Friedrich quotes researcher Matt Browning of the University of Illinois:
“We’re expecting a 1:10 to 1:100 ratio for investment in urban green space with regard to reduction of health care expenditures. This means that investing $1 in planting and maintaining urban trees would reduce health care costs nearby by $10 to $100.”
If realized, such a finding would be impressive, to say the least. Moreover, according to the story, the researchers want to test the additional hypothesis that adding green spaces in low-income communities may have a particularly high financial impact because poor neighborhoods currently tend to be nature-deficient.
I am also impressed and encouraged by a consortium of diverse partners in Europe – some 32 institutions from 18 countries – that is working on retrofitting more “nature-based solutions” into an initial group of eleven European cities.
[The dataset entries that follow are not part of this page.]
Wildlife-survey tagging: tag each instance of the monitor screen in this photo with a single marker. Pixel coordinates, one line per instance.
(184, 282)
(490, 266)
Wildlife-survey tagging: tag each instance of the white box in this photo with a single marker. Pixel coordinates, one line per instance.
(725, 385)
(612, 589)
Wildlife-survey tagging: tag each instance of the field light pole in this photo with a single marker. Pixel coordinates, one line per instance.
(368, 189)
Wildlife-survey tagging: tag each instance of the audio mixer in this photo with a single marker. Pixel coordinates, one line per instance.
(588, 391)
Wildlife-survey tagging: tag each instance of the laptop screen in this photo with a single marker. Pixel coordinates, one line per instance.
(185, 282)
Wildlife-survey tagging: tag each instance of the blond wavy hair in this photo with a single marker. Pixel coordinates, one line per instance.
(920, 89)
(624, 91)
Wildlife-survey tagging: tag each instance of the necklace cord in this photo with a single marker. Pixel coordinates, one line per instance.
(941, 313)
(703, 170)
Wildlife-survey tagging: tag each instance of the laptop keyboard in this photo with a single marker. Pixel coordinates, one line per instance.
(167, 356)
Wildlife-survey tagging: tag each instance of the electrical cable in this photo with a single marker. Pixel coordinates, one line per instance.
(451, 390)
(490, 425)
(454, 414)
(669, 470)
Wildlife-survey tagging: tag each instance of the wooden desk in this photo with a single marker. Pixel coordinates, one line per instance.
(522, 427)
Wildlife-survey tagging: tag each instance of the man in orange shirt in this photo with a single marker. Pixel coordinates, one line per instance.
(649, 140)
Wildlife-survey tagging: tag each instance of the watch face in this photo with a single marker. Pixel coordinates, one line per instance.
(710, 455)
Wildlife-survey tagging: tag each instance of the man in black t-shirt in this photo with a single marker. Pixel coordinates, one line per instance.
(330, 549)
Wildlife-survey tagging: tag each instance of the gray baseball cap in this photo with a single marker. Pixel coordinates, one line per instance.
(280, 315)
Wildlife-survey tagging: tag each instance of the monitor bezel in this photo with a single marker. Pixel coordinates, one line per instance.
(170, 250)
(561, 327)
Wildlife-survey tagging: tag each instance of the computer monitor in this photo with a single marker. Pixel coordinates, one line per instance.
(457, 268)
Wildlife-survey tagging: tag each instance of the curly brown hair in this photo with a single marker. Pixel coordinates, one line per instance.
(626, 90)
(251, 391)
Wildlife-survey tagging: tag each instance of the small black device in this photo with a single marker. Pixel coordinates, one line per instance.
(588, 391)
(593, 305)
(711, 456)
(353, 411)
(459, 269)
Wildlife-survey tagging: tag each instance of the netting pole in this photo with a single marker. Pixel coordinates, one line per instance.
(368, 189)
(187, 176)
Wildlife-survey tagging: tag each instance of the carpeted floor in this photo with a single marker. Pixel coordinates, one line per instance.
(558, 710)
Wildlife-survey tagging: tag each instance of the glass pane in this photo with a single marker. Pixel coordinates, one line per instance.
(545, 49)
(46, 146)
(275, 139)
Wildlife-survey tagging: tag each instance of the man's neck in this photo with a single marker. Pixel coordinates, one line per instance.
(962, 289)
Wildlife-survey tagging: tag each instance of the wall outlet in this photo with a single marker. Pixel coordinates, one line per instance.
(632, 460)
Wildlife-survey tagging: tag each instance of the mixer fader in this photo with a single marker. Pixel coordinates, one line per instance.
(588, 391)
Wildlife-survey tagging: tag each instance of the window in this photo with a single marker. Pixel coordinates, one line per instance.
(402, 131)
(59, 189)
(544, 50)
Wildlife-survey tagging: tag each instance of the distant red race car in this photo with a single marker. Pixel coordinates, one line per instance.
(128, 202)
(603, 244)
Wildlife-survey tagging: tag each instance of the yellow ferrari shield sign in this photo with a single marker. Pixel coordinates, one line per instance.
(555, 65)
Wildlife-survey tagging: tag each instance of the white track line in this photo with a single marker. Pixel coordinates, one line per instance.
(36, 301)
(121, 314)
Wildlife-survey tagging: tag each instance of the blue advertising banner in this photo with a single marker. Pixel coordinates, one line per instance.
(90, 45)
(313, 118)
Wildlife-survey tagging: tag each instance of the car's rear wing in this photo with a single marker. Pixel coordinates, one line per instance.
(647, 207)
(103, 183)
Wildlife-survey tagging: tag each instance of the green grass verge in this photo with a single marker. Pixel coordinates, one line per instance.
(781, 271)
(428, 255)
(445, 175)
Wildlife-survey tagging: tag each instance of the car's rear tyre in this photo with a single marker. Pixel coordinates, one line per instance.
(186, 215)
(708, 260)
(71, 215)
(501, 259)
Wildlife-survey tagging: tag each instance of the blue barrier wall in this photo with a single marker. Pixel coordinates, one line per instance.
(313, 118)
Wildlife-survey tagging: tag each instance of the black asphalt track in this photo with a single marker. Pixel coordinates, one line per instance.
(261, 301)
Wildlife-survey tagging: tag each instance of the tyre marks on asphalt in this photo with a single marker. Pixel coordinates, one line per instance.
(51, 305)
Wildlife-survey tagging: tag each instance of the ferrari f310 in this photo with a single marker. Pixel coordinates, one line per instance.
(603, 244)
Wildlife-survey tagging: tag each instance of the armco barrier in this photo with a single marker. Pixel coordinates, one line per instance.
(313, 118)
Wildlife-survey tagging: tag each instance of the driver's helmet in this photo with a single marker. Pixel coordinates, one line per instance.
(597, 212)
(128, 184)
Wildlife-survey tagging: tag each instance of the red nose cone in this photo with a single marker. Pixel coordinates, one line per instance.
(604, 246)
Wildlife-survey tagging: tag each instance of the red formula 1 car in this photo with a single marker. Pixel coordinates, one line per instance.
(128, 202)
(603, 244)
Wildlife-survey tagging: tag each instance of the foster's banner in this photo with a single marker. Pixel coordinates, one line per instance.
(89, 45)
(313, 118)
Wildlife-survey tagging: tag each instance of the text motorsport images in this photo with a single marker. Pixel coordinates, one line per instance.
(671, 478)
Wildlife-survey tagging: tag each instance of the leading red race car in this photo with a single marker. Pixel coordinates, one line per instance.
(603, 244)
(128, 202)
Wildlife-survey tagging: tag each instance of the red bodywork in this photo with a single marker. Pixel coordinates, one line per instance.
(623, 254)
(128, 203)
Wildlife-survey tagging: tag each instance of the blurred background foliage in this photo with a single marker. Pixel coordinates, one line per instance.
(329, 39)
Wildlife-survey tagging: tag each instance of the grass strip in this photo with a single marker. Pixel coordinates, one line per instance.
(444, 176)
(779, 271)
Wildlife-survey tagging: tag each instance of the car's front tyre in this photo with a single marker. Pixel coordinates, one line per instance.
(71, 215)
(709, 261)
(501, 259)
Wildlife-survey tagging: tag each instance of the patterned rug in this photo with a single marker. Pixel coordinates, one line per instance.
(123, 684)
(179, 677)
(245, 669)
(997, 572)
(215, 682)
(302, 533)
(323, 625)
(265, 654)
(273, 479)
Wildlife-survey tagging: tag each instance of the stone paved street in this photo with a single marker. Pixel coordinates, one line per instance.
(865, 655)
Funded in part with seed money from the European Commission and called Connecting Nature, the program seeks to incorporate more street trees, parks and gardens, green roofs and walls, green infrastructure, and the like into the lead cities, to measure the results, to learn lessons along the way, and to spread the strategies to additional cities over time. (The description on the website reminds me in some ways of the ambitious and promising City Energy Project in the US, which seeks to improve the energy efficiency of buildings in twenty American cities.)
Let’s wish them well, and do more of the same here in North America.